As
congregations continue to decline in industrial nations like the United States
and Canada, the inability to see transformation and eventual reproduction consistently
decreases. One of the major problems contributing to this situation is that most
pastors simply do not know what to do. More and more pastors are not equipped
to exercise leadership behavior and do not know how to lead systemic change or
in many cases know what changes are required. Therefore, I am becoming
convinced that many pastors need coaches. These pastors need to have regular
contact with effective coaches who can help them both learn and then implement
that which is required to lead change.
I am
also convinced that the best coaches are other pastors who are leading or have
led effective ministries that are more advanced than those of the ones they are
coaching. They also need to be people who not only do ministry with natural and
supernatural ability but possess the capability to know how to equip, train,
mentor and explain, and to model that which they are communicating to those
they are coaching.
Good
coaches offer quality help to those pastors who may have the ability to
exercise leadership behavior but do not know what to do. First, they bring good
experience to the relationship. Effective pastors have suffered and succeeded.

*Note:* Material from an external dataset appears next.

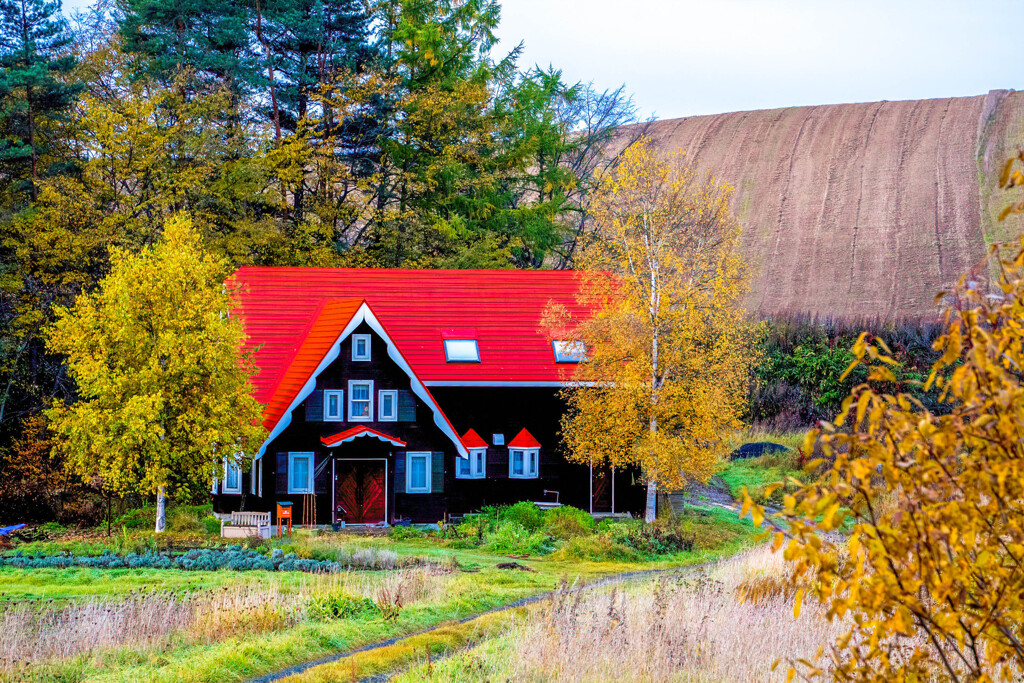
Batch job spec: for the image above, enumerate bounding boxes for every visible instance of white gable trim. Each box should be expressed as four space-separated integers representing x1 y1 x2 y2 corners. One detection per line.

That is a rare combination. Too many pastors have just suffered without
succeeding. Effective pastors have learned from their mistakes while also
learning to often act without making mistakes. They possess the knowledge of
what effective ministry looks like and how to implement it in the life of a
congregation. These effective coaches know what the ones they are coaching do
not know. They are able to help pastors develop the skills needed to influence people
to follow so that congregations join God in God’s mission for the Church. They
provide those skills needed to generate enthusiastic responses from individuals
while also generating collective excitement from groups, including entire
congregations. Finally they know how to produce accountability with those they
are coaching so that work actually gets accomplished, ministry happens and new
disciples are made for Jesus Christ.
Such
coaches also provide help with the character of the pastors they coach. They
force pastors to act with integrity, both in how they motivate individuals and
the congregation and in how they model Christianity. Good coaches are
interested in the character of the pastors they coach and the way those pastors
relate to their spouses and families. They also provide the pastor with a
proper listening ear. They let the pastor complain, express grief or share
whatever emotion the pastor is experiencing without condemning the pastor.

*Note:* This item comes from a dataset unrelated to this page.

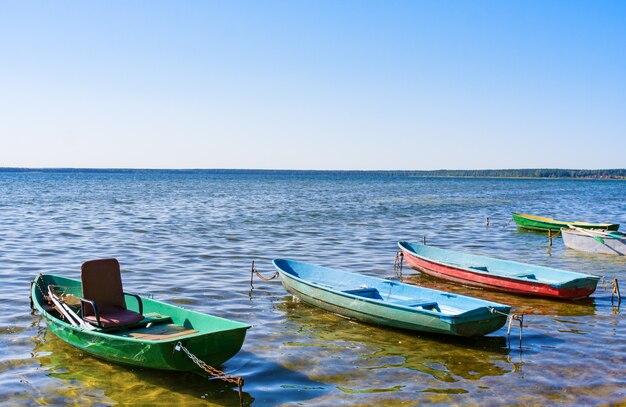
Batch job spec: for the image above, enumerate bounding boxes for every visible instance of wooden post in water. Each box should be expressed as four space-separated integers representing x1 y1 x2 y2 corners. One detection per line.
548 229 552 247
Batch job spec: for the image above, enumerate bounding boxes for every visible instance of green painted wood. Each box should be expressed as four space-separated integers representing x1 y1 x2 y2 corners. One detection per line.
512 212 619 231
31 275 250 373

However, they always bring the pastor back to what the appropriate behavior is,
regardless of feelings or how others are treating the pastor.
I would like to encourage effective pastors to find
someone that they can connect with in order to coach them. In this day and age
an effective pastor is one that has broken the two-hundred barrier (which means
you are averaging at least 250-275 in worship) and is also seeing a steady
stream of people becoming new disciples through the ministries of the
congregation the pastor is leading. Most congregations never get past the
two-hundred barrier, and many that do so succeed by the transfer of sheep.
Effective pastors know how to lead a congregation to growth through evangelism.
Such pastors have so much to offer to so many because most pastors never
experience the spiritual success effective pastors do. Obviously you can only
coach those who desire such a relationship and are willing to do the work; but
when such a connection happens, the Church of Jesus Christ and the Kingdom of
God can be advanced significantly because effective pastors are helping other
pastors become effective in leading their congregations.